Nova Scotia

N.S. government, teachers union reach tentative agreement

The Nova Scotia government has reached a deal with the union the represents the province's roughly 10,000 public school teachers. NSTU executive members are meeting Monday to go over the details of the tentative agreement.

Proposed deal was reached on Friday after a two-day face-to-face negotiating session

The Nova Scotia government and the Nova Scotia Teachers Union has reached a tentative deal for a new contract. (CBC)

There's a tentative agreement between the Nova Scotia government and the union that represents the province's roughly 10,000 primary to Grade 12 public school teachers.

The deal was reached Friday after a two-day negotiating session, the first face-to-face meeting between the two sides since March 13. In all, there were 26 days of bargaining.

The previous deal expired July 31, 2019.  It was unilaterally imposed by the Nova Scotia government in 2017 through Bill 75.

The executive of the Nova Scotia Teachers Union is meeting Monday to go through the new proposed deal to decide whether to recommend it to the general membership.

In the meantime, the president of the union, Paul Wozney, is not answering questions from reporters.
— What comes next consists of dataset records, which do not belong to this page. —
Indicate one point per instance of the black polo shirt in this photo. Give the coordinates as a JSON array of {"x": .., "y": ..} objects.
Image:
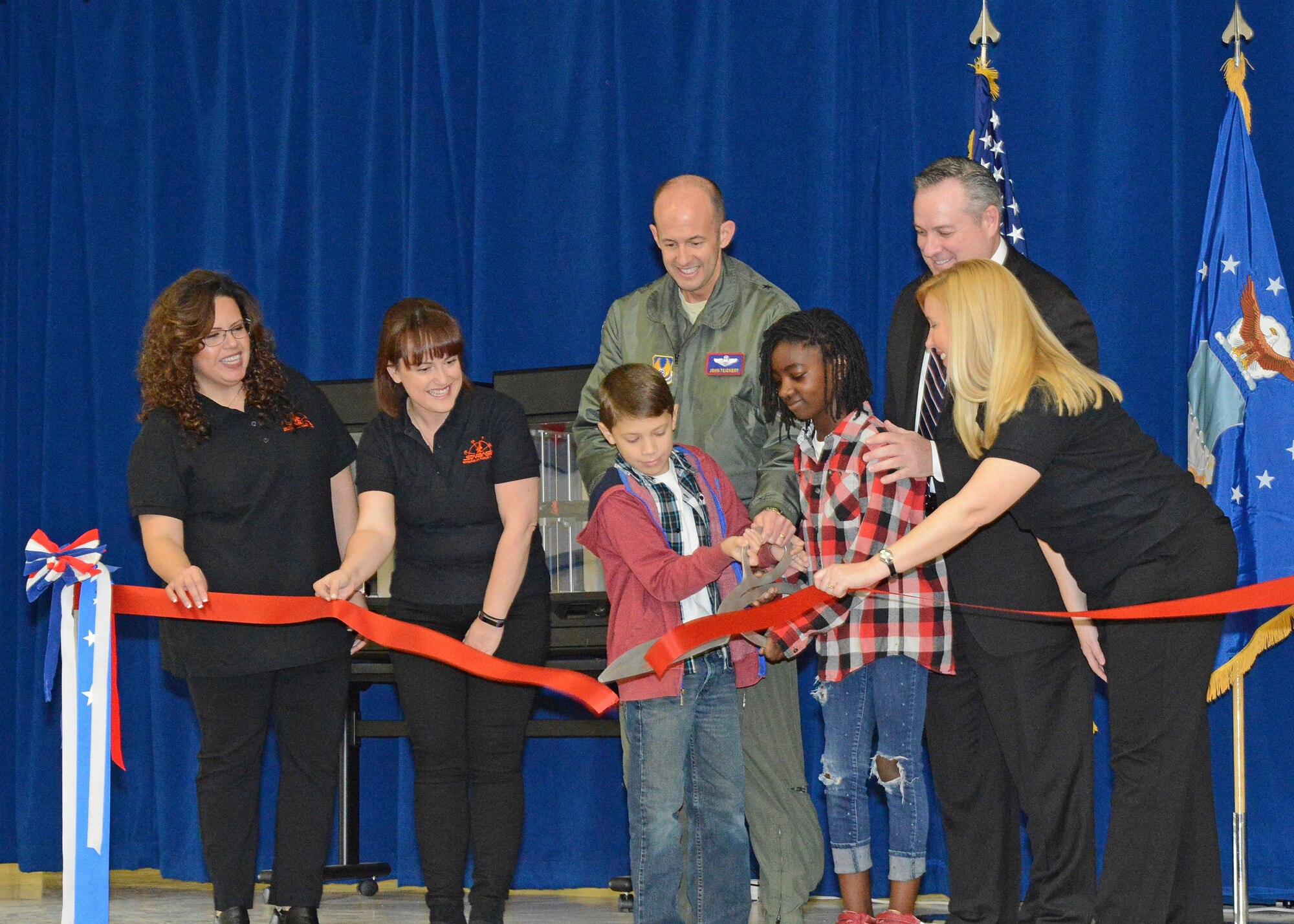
[
  {"x": 257, "y": 505},
  {"x": 1107, "y": 495},
  {"x": 447, "y": 516}
]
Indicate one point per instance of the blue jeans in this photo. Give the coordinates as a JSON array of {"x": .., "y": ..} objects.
[
  {"x": 685, "y": 755},
  {"x": 886, "y": 699}
]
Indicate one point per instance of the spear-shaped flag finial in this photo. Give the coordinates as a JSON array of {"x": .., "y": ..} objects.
[
  {"x": 1238, "y": 30},
  {"x": 985, "y": 32}
]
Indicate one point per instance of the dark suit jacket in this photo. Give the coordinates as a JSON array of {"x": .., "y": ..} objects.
[{"x": 1001, "y": 565}]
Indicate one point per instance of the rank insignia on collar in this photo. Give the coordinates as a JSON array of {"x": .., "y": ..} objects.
[{"x": 666, "y": 367}]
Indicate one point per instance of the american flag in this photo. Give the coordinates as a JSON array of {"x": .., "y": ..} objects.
[{"x": 989, "y": 148}]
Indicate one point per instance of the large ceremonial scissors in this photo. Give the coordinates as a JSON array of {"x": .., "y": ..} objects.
[{"x": 633, "y": 663}]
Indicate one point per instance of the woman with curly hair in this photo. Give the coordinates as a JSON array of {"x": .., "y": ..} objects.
[{"x": 241, "y": 481}]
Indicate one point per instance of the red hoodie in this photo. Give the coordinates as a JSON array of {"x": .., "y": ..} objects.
[{"x": 648, "y": 580}]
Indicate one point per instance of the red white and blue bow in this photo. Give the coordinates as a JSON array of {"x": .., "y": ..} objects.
[
  {"x": 82, "y": 635},
  {"x": 50, "y": 564}
]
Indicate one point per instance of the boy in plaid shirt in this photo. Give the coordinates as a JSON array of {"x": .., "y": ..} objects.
[
  {"x": 874, "y": 652},
  {"x": 670, "y": 530}
]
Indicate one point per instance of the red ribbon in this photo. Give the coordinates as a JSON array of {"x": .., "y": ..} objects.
[
  {"x": 397, "y": 635},
  {"x": 681, "y": 640}
]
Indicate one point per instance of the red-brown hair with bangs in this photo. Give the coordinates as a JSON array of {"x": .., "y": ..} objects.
[{"x": 413, "y": 332}]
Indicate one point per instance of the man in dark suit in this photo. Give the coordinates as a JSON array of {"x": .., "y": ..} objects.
[{"x": 1013, "y": 729}]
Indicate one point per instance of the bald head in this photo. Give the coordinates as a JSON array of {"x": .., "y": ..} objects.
[
  {"x": 692, "y": 231},
  {"x": 694, "y": 184}
]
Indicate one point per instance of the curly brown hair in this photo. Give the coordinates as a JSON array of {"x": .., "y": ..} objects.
[{"x": 173, "y": 336}]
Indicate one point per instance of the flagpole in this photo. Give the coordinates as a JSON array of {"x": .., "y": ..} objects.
[
  {"x": 1239, "y": 842},
  {"x": 1238, "y": 30}
]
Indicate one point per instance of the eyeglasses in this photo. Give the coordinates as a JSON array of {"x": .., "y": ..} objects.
[{"x": 218, "y": 337}]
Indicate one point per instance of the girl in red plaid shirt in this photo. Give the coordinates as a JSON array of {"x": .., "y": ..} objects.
[{"x": 874, "y": 653}]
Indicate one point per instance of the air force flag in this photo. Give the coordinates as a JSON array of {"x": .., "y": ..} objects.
[{"x": 1242, "y": 382}]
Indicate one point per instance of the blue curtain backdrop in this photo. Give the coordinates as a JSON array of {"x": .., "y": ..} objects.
[{"x": 501, "y": 159}]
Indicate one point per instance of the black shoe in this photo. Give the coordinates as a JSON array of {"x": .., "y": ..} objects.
[
  {"x": 487, "y": 910},
  {"x": 446, "y": 912},
  {"x": 298, "y": 914}
]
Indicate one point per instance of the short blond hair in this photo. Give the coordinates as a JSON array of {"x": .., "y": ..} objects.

The union has instead provided a statement to CBC News.

"We look forward to sharing the details of the proposed contract and consulting with membership over the coming weeks," said Wozney in the statement. "Out of respect for the collective bargaining process, the NSTU will not be commenting publicly on the tentative agreement until a ratification vote has been held."

He said the date for the ratification vote will be provided this week.

In an emailed statement late Monday afternoon, Mark Furey, Nova Scotia's minister of labour relations, said he is pleased the province was able to reach a tentative agreement with the NSTU. He also declined an interview with CBC.

"The union will be sharing details with their members," the statement said. "Out [of] respect for the bargaining process, we have no further comment at this time."